7. Offenheit für die Erlösung und ihre Umsetzung
Aus einem anderen Blickwinkel betrachtet, bedeutet die durch das Internet garantierte Unmittelbarkeit der Informationsübermittlung, dass Religionen, die nur nach innen wirken können, jetzt vor einem kritischen Moment stehen. Hier ist nicht Missionierung unter dem Gesichtspunkt gefragt, dass nur diejenigen, die an diese Lehre glauben, gerettet werden, sondern eine offene Haltung gegenüber dem Heil, unter dem Motto "niemand wird zurückgelassen", (wie in den SDGs-Ziele für nachhaltige Entwicklung); wie es das konkrete Beispiel der Gemeinschaft St. Egidio zeigt, die denen nahe waren, die gezwungen sind, auf der Straße zu leben. Die SDGs werden als eine offene Haltung zur Rettung gesehen, "niemand wird zurückgelassen".
 
8. Transformation zum Selbstverständnis in der Religion
Die einzelnen Religionen müssen das Gegenteil von spaltend sein. Daher glaube ich, dass jede Religion auf der Ebene der Lehre ein System entwickeln muss, das nicht nur den eigenen Anhängern, sondern auch den Anhängern aller Religionen Sicherheit gibt. Ich glaube, dass ein solcher Mechanismus nur erreicht werden kann, wenn jede Religion ihr Selbstverständnis vertieft und sich auf ein offenes Verständnis anderer Religionen zubewegt, so dass die verschiedenen Religionen so anerkannt werden können, wie sie sind.
 
Schlussfolgerung: Das Beste aus der Globalisierung machen.

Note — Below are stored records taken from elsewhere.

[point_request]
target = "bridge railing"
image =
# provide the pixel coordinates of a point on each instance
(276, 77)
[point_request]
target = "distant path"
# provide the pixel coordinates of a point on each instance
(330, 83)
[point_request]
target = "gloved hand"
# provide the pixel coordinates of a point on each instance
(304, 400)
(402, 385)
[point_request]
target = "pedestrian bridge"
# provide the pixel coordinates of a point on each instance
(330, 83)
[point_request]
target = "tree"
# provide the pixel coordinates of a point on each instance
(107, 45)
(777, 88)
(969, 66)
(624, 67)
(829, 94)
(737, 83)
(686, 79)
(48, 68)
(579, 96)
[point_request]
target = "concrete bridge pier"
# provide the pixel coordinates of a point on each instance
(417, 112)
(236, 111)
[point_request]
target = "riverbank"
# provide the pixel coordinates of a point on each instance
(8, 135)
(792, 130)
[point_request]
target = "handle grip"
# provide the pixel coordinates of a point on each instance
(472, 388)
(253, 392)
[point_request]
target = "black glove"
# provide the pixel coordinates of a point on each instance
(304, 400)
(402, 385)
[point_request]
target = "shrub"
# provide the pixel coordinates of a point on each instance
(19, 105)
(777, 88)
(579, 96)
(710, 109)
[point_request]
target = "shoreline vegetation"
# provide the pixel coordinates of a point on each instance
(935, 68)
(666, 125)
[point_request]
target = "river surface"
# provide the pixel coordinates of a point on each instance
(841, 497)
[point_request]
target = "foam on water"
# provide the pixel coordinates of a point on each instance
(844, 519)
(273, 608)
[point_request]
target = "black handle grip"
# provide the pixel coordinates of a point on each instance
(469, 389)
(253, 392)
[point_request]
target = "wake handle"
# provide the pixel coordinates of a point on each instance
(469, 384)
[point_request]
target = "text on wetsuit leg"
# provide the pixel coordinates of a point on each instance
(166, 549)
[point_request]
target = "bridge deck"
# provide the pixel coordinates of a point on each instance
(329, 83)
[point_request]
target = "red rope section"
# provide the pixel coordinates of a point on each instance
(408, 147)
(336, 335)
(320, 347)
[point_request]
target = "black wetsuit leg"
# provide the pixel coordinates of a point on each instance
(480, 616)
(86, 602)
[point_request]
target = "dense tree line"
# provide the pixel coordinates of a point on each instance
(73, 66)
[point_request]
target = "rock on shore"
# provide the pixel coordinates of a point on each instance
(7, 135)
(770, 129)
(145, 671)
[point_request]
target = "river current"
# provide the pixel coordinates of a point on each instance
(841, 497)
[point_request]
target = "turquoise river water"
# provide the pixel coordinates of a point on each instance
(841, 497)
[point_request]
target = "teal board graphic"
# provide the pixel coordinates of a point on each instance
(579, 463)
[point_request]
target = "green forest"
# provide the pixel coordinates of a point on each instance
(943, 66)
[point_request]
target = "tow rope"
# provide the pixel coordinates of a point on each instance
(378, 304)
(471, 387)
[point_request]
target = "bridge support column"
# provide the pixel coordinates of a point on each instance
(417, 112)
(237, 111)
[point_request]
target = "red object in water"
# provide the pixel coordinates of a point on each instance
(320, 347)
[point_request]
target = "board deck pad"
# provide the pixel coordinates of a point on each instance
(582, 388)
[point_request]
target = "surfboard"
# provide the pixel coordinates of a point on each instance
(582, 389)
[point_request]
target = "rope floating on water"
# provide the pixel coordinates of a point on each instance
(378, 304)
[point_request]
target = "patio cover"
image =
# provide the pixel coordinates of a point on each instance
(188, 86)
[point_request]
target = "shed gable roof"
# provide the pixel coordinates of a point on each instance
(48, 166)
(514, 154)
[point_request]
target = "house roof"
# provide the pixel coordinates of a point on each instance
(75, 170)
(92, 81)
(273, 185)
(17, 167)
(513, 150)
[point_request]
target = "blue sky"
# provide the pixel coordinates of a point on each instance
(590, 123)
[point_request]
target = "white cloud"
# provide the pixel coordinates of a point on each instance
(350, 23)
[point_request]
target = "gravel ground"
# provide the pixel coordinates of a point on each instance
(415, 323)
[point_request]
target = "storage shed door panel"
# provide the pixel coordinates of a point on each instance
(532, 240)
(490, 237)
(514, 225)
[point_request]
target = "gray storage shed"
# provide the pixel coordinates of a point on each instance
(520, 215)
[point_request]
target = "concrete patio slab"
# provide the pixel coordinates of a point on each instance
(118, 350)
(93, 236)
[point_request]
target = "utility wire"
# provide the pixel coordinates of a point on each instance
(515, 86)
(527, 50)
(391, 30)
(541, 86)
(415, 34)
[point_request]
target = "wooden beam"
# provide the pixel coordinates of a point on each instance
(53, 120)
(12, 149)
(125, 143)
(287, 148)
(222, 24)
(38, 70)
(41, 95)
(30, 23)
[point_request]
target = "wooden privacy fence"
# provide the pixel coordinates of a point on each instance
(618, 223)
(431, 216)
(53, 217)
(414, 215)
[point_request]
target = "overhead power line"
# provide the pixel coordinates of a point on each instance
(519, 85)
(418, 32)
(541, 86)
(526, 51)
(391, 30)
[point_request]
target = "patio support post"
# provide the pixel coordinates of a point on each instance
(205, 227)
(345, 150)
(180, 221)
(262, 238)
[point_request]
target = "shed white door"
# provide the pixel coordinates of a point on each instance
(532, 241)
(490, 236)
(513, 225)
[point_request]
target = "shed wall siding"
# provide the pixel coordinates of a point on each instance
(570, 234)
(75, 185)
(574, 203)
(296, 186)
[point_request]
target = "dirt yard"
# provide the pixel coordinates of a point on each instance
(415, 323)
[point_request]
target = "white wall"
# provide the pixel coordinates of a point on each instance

Die Globalisierung hat ihre Kritiker, aber sie ist auch eine Chance für jede Religion, sich der Welt als Religion zu öffnen. Denn jede Religion, die Konflikte mit der Einheit der Welt hat, muss sich der Herausforderung stellen, mit dem Zusammenleben von Menschen unterschiedlicher Glaubensrichtungen umzugehen. In der Globalisierung stehen wir vor einer ernsten Frage: Wie kann jede Religion zu einer Religion für alle Menschen werden, ohne ihre Individualität zu verlieren, und nicht zu einer Religion, die zwischen Gläubigen und Nicht-Gläubigen unterscheidet? Wie können wir uns in der Globalisierung verändern? Wie müssen wir uns in der Globalisierung verändern? Ich akzeptiere, dass sich jede Religion auf dem Prüfstand befindet, um ihr Verständnis zu erweitern und zu vertiefen.
Ich möchte meine Rede mit dem Hinweis beenden, dass wir hier in Berlin zusammengekommen sind, um das Beste aus dieser Gelegenheit zu machen.
 
Vielen Dank für Ihre Aufmerksamkeit.